The old man staggered away, fell to his knees, and found the shovel handle on the ground right in front of him. He grabbed it with one hand, planted it, grabbed it with the other, and used it to lever himself back up. He advanced on Ty, who was just lying on the ground in spasms. Ty was then aware of a dark shape above him, and looked up to see Kath Two standing over him, facing the old man, raising an arm instinctively to defend herself. The shovel handle struck that arm with a thud and sent Kath Two stumbling away, crying out in pain. The man then raised the pointed end of the stick above Ty.

“Iniquitous mutant!” he cried. Then he added something that was drowned out by the whang of a katapult. Kath Two, using her own sidearm, had shot him in the belly from point-blank range. The stick dropped from the man’s hands and added to Ty’s inventory of minor aches and pains as it came down point first on his chest. The man toppled next to Ty, going down hard and banging his head on a rock.

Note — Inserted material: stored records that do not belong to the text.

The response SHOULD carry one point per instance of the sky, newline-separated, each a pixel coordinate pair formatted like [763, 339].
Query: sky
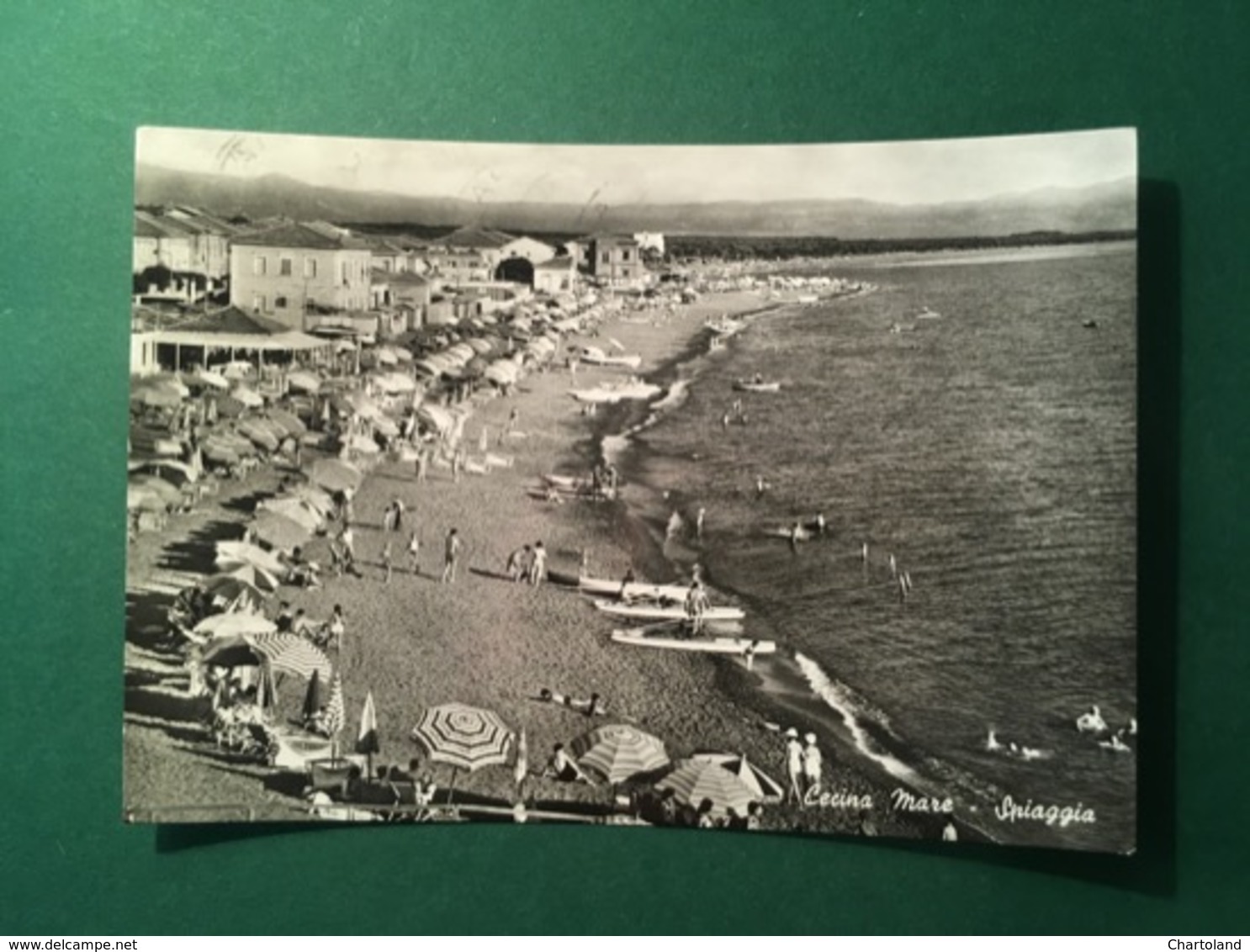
[903, 172]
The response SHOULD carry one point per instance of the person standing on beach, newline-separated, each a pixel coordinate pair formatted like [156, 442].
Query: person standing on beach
[794, 764]
[517, 565]
[450, 556]
[538, 563]
[812, 764]
[414, 553]
[347, 539]
[386, 560]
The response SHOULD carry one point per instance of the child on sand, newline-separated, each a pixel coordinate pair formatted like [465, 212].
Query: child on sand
[414, 551]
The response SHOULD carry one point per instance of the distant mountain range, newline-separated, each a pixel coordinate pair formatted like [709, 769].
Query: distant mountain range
[1099, 208]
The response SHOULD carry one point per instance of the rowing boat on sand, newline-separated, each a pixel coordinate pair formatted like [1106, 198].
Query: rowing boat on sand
[665, 610]
[707, 645]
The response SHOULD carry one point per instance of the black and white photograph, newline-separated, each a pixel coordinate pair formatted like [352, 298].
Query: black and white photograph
[736, 488]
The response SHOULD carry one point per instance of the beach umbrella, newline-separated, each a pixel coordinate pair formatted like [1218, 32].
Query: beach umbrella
[247, 398]
[229, 406]
[313, 700]
[140, 499]
[229, 586]
[209, 378]
[236, 368]
[290, 653]
[245, 553]
[289, 421]
[363, 444]
[279, 532]
[169, 494]
[295, 510]
[367, 735]
[316, 499]
[435, 416]
[522, 766]
[335, 712]
[172, 471]
[385, 426]
[259, 435]
[765, 789]
[304, 381]
[156, 396]
[255, 576]
[619, 751]
[335, 475]
[234, 625]
[465, 738]
[695, 781]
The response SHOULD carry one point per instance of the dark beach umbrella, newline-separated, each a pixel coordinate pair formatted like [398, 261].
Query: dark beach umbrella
[313, 700]
[765, 789]
[279, 532]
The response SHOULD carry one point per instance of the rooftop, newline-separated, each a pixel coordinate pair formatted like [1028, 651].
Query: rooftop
[296, 234]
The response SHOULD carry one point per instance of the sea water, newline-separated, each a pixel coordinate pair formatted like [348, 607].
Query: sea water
[992, 452]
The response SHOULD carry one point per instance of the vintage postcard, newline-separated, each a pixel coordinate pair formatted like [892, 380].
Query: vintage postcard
[736, 488]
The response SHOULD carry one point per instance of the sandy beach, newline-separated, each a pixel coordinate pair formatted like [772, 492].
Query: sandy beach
[480, 640]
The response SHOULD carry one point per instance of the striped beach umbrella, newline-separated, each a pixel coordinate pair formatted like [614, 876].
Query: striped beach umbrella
[335, 714]
[463, 736]
[695, 781]
[290, 653]
[619, 751]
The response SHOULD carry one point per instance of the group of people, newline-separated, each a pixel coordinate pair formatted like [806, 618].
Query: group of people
[527, 563]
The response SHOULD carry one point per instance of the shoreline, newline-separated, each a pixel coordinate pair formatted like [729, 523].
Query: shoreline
[480, 640]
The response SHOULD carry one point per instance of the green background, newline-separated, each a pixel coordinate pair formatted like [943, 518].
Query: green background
[77, 77]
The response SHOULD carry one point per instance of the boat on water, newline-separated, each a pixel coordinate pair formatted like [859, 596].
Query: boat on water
[665, 610]
[640, 637]
[758, 386]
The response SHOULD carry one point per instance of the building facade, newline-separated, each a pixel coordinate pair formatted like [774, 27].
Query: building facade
[287, 272]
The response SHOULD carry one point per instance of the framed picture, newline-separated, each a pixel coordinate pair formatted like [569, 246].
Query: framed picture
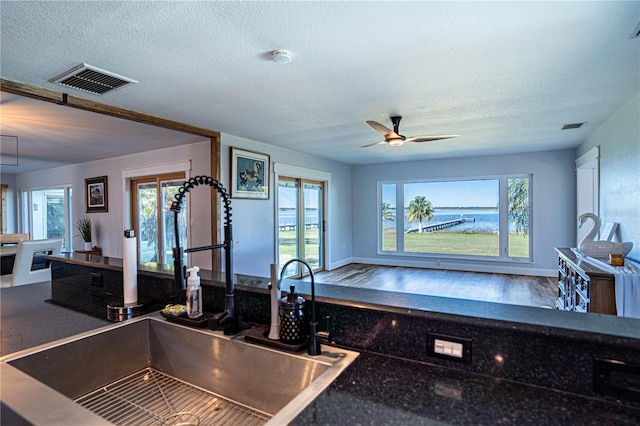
[608, 231]
[249, 174]
[96, 195]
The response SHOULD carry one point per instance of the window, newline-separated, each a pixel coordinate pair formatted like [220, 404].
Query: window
[483, 218]
[301, 221]
[152, 219]
[46, 214]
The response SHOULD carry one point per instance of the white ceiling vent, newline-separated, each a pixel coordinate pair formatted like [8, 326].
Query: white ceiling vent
[91, 79]
[573, 126]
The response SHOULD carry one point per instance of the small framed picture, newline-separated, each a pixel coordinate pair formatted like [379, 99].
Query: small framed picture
[249, 174]
[96, 195]
[608, 231]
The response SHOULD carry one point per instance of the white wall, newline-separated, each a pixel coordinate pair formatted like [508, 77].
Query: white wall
[553, 206]
[619, 141]
[254, 221]
[109, 226]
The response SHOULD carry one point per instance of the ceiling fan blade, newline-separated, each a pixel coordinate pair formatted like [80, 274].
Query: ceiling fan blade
[430, 138]
[373, 144]
[387, 132]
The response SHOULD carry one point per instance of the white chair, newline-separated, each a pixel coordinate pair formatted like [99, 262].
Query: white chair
[23, 264]
[10, 239]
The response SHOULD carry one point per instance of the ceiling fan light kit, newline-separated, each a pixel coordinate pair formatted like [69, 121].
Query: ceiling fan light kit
[395, 139]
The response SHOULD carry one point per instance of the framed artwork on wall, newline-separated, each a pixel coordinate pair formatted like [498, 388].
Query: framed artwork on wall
[249, 175]
[96, 195]
[608, 231]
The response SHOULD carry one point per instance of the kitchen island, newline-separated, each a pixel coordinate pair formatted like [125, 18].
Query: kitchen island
[375, 389]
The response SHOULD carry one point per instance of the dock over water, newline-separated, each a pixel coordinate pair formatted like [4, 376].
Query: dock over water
[442, 225]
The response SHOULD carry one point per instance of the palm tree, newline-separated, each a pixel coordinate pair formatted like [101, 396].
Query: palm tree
[420, 209]
[519, 204]
[387, 213]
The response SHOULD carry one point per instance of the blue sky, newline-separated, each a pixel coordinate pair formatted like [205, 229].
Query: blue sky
[476, 193]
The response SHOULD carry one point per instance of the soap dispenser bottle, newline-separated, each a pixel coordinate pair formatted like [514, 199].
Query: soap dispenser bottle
[194, 293]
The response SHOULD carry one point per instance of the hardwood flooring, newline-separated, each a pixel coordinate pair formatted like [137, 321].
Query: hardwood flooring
[488, 287]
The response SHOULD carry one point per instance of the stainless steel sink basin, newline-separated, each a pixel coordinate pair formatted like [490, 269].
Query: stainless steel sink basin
[149, 371]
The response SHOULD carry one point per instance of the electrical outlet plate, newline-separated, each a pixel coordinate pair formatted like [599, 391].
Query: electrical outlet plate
[453, 348]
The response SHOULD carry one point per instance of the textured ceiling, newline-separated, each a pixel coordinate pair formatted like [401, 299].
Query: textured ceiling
[505, 76]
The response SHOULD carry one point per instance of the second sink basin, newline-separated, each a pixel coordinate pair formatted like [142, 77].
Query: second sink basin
[149, 371]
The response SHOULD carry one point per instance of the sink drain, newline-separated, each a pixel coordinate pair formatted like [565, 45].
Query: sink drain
[182, 419]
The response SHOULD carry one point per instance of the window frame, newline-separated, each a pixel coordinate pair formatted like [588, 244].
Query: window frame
[503, 221]
[157, 179]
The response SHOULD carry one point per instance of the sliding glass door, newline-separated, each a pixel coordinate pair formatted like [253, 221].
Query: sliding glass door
[153, 221]
[46, 214]
[301, 221]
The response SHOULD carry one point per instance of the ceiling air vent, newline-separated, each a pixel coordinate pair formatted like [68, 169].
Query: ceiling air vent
[91, 79]
[573, 126]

Suddenly Ty was in the clear, at least neurologically. Einstein, kneeling above him with a bone-handled knife, had pried the ambot off him, and now used the knife’s steel pommel to smash it to bits against a rock.

Kath Two was down on one knee moving her damaged arm about in slow motion, her mouth frozen in the O of a suppressed scream.

Ty’s gaze was drawn to movement in the clouds above Kath Two’s head: a glowing rod levering down out of the sky. Visually it was a near match for what had just happened with the shovel handle, except that in this case the object was kilometers in length and incandescing as if it had just been pulled from the bed of coals at the foundation of a bonfire.

He understood now. He swiveled his head sideways so that he could look down the slope. In a clear patch a stone’s throw away—about three hundred meters downhill of the glider—the ground was glowing ruby red where it was being painted from above by lasers: three bright spots forming an equilateral triangle, and a grainy circle centered in that. The light washed briefly over Ariane’s head and shoulders as she shoved her hostage into the middle of the circle.

The glowing stick came straight down on top of them, enveloping them in its hollow end, and then sprang back up into the sky, leaving nothing save a trail of footprints that terminated in the center of a perfectly circular depression in the ground. Around that was a penumbra of vegetation that had been toasted by radiant heat. In the moments before the device was drawn back up through the cloud cover they were able to see the booth that had scooped up Ariane and her hostage, telescoping back up inside the red-hot tube in preparation for its departure from the atmosphere.

THE MECHANISM THAT ARIANE HAD SUMMONED WAS CALLED A Thor. It consisted of a big rock—the head of a god-sized maul—with a very long and lightweight “handle” capable of reaching all the way to the surface even while the “head” was just grazing the upper reaches of the atmosphere. The whole thing spun like a thrown hammer, which was to say that the long handle flailed in a large circle around the head.

At the end of the handle was the capture booth, large enough to accommodate three people if they stood close together. During descent and ascent it was enclosed within an outer shell designed to survive the rigors of passage through the atmosphere. The handle would stride down out of space in the same general style as the hanger bolo that Kath Two and Beled had recently used, except that instead of pausing in the upper atmosphere to collect aircraft, this one would spear all the way down to the surface and grab whatever happened to be standing in the target zone—which it would paint beforehand with lasers so that the passengers would know where to stand. The head of the hammer would subsequently pivot forward into the atmosphere, catch air, and slow down, levering the handle sharply upward and catapulting the payload into a much higher orbit. The head would detach itself and fall downrange as a meteorite. This, of course, made it a single-use device, used only in emergencies, and even then when the need was so extreme that it was considered worth the risk of dropping a bolide on some basically random spot downrange.